われわれは、毎日のようにAmazon(アマゾン)で買い物をし、Google(グーグル)で検索し、Apple(アップル)で音楽を聴いています。それらなしでは通常の生活はできないほど、われわれの生活に浸透しています。
しかし彼らは、われわれ日本人を相手にビジネスをして収益を計上しながら、日本にほとんどと言っていいほど、法人税を納めていません。このような現象は日本だけではなく、欧州諸国やインド、中国といった新興国、さらには途上国でも生じています。
2015年にOECD(経済協力開発機構)が公表した試算によると、米国IT企業などが行う、無形資産のタックスヘイブン(租税回避地)への移転による国際的租税回避によって、全世界の法人税は、1000億~2400億ドル(1ドル100円で換算すると10兆~24兆円)も失われています。これは、全世界の法人税収の4~10%にも相当する巨額な金額になります。
「プラットフォーム」というビジネスモデルが出現
なぜこのようなことが起こっているか。その背景には経済のデジタル化=デジタル経済の存在があります。デジタル経済のもたらす大きな変化を挙げると、次の四つにまとめられます。
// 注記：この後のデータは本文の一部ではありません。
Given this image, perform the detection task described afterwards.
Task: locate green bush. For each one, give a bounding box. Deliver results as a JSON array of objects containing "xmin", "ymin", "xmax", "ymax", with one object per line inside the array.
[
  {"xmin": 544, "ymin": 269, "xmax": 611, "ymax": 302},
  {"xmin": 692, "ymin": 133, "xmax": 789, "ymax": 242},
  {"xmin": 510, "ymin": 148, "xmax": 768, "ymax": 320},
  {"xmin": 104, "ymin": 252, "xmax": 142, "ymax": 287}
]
第1の変化は、モノからサービスへの転換です。デジタル経済の下では、モノの取引がデジタル財というサービスの取引(役務の提供)となります。例えばこれまで百科事典は、書籍というモノ(ハードウェア)でした。筆者が幼い頃は、多くの家庭に『ブリタニカ』『アメリカーナ』などの百科事典が、応接間に「飾り」としておいてありました。
しかしその後ブリタニカは、訪問販売部門を廃止し、CD-ROM取引になりました。さらに2006年からは、オンラインサービスになっています。知りたい物事を探すのに本を読むのではなく、インターネットで検索サービスを利用するように変化したわけです。これは百科事典という書籍・モノが、デジタルコンテンツ(無形資産・知的財産権)のオンラインサービスに転換したということを意味しています。
音楽の世界でも革命的な変化が生じてきました。これまでレコード盤、CDといったモノ形態で流通してきた音楽ですが、今は音楽コンテンツというデジタル財となり、インターネットでわれわれが入手するサービスになっています。